Following McGinley, Radine rose to the podium to present his arguments. Whereas McGinley had primarily focused on the Federal Rules of Civil Procedure themselves in his argument, Radine instead highlighted the atypical procedural history of the case and argued that the respondents "did everything you'd want litigants to do." He concluded his opening statement by referencing "extraordinary circumstances" pertaining to this case that merit the sort of balancing of Rules 60(b)(6) and 15(a) that the Second Circuit had engaged in. Questions once again began with Justice Thomas, this time followed up shortly by Justice Kavanaugh. More extended colloquies were engaged with Justices Kagan, Gorsuch, Barrett, and Jackson. Additionally, Justices Sotomayor and Alito had brief exchanges with Radine during the final round of questions moderated by the Chief Justice.

Arguments concluded with McGinley's rebuttal. He once again called for the Court to reverse entirely upon the Second Circuit's ruling, and he described the respondents' arguments regarding procedural irregularities as "inexcusable neglect" that courts should not be rescuing litigants from. He concluded by reminding the Court that this case relates to events that ultimately happened twenty-five years prior and described the matter as a "zombie case that should have been over years ago."

The total duration of the oral arguments was 52 minutes and 41 seconds.

== Holding ==
The opinion of the court was authored by Justice Thomas. The opinion given by Thomas was joined in toto by all of the other justices, except for Justice Jackson who joined to all parts of the opinion save for Part III and gave a separate concurrence expressing her divergence.

The holding reversed the Second Circuit's approach to balancing the interests of Rules 60(b) and 15(a). In its stead, the Court reasserted the necessity of the standards set in Rule 60(b). In particular, the Court explained that the relationship between the two rules is governed by an "order of operations": Rule 60(b)'s requirements must be satisfied first before Rule 15(a)'s liberal pleading amendment policy can come into consideration. The Court rejected the Second Circuit's notion that Rule 15(a)'s liberal amendment policy would bear any weight on determining whether it was appropriate to reopen a case via Rule 60(b).

Specifically at issue in this case was Rule 60(b)(6), which the Court describes as a "catchall" for any matters of judicial fairness that fall outside of the circumstances expressly allowed for in Rule 60(b)(1)-(5). The Court reaffirmed the catchall status of 60(b)(6) and that it is only available in "extraordinary circumstances" by referencing their earlier holding in the 2022 case Kemp v. United States. The Court also gave an overview of its previous jurisprudence on the matter dating back to 1949 in order to illustrate how it is important that the party moving for relief under Rule 60(b)(6) must be faultless in the extraordinary circumstances they allege.
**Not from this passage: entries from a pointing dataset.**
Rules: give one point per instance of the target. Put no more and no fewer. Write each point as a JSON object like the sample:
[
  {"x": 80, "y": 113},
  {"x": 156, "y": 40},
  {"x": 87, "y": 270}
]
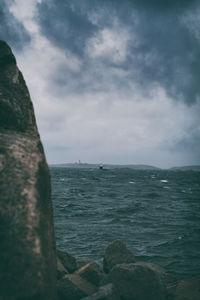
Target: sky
[{"x": 111, "y": 81}]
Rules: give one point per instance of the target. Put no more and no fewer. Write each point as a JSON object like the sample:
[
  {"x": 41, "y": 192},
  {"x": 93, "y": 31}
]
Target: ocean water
[{"x": 156, "y": 213}]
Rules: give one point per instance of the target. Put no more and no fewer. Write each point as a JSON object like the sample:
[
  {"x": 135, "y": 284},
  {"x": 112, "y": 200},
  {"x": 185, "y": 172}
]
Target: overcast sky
[{"x": 111, "y": 81}]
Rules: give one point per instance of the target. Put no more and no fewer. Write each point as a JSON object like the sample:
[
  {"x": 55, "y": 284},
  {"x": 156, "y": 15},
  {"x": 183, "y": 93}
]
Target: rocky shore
[
  {"x": 120, "y": 276},
  {"x": 30, "y": 266}
]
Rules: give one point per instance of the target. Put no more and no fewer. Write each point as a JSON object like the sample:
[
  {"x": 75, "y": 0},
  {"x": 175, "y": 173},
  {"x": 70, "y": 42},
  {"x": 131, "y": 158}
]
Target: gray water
[{"x": 156, "y": 213}]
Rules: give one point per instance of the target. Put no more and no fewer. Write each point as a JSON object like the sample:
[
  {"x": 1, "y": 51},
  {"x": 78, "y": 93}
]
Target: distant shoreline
[{"x": 134, "y": 167}]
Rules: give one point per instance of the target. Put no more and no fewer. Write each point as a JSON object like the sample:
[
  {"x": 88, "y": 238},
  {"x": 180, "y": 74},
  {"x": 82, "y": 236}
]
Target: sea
[{"x": 155, "y": 212}]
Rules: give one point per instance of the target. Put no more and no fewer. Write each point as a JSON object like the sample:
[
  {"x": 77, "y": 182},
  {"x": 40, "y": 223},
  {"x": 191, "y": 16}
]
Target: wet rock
[
  {"x": 188, "y": 289},
  {"x": 27, "y": 251},
  {"x": 106, "y": 292},
  {"x": 116, "y": 253},
  {"x": 73, "y": 287},
  {"x": 61, "y": 271},
  {"x": 68, "y": 261},
  {"x": 138, "y": 282},
  {"x": 83, "y": 261},
  {"x": 91, "y": 272}
]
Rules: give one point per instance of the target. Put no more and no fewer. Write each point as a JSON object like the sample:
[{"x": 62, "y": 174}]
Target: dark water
[{"x": 157, "y": 214}]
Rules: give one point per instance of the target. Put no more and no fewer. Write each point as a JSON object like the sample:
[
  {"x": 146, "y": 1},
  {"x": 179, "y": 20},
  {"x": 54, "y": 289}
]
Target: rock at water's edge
[
  {"x": 73, "y": 287},
  {"x": 68, "y": 261},
  {"x": 27, "y": 245}
]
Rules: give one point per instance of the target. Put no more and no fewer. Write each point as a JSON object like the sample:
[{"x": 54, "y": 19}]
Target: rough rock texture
[
  {"x": 83, "y": 261},
  {"x": 188, "y": 289},
  {"x": 68, "y": 261},
  {"x": 106, "y": 292},
  {"x": 27, "y": 246},
  {"x": 91, "y": 273},
  {"x": 134, "y": 281},
  {"x": 116, "y": 253},
  {"x": 73, "y": 287},
  {"x": 61, "y": 271}
]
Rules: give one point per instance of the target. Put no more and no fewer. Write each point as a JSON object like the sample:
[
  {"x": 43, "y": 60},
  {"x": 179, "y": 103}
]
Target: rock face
[
  {"x": 73, "y": 287},
  {"x": 116, "y": 253},
  {"x": 106, "y": 292},
  {"x": 138, "y": 282},
  {"x": 27, "y": 245},
  {"x": 91, "y": 273},
  {"x": 68, "y": 261}
]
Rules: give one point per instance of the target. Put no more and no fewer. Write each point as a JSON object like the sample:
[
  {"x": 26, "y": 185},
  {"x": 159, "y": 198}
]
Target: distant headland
[{"x": 129, "y": 166}]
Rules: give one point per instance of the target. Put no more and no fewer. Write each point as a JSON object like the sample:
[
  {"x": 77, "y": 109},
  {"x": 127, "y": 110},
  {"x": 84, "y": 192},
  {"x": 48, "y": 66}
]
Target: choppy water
[{"x": 157, "y": 214}]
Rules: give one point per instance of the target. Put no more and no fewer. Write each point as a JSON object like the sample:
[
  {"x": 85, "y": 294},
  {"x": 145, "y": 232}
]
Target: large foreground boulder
[
  {"x": 106, "y": 292},
  {"x": 68, "y": 261},
  {"x": 27, "y": 245},
  {"x": 73, "y": 287},
  {"x": 116, "y": 253}
]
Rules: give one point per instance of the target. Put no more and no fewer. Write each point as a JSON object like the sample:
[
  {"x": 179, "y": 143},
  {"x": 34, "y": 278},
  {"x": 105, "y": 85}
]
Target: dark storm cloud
[
  {"x": 11, "y": 30},
  {"x": 167, "y": 51}
]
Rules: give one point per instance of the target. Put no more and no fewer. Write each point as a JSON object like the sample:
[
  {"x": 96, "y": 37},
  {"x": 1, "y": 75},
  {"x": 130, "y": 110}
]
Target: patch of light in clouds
[{"x": 90, "y": 108}]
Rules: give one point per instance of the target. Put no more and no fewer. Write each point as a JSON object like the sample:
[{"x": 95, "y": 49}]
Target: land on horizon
[{"x": 131, "y": 166}]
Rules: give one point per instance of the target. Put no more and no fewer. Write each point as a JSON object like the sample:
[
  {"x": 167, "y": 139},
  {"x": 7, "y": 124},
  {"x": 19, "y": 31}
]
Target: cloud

This was not apparent for the plaintiffs in the present case, which the trial court describes as having “had ample opportunity to pursue all legal avenues available to them for relief."

The Court in its holding also took issue with the Second Circuit's decision to weigh in on the matter of the plaintiffs' Rule 60(b)(6) motion at all. Rulings on Rule 60(b) motions are only reviewable on an abuse-of-discretion standard. The District Court here applied the correct legal standard and gave adequate rationale for its decision based on the present facts. Therefore, the Second Circuit erred in finding this matter appropriate for their review in the first place.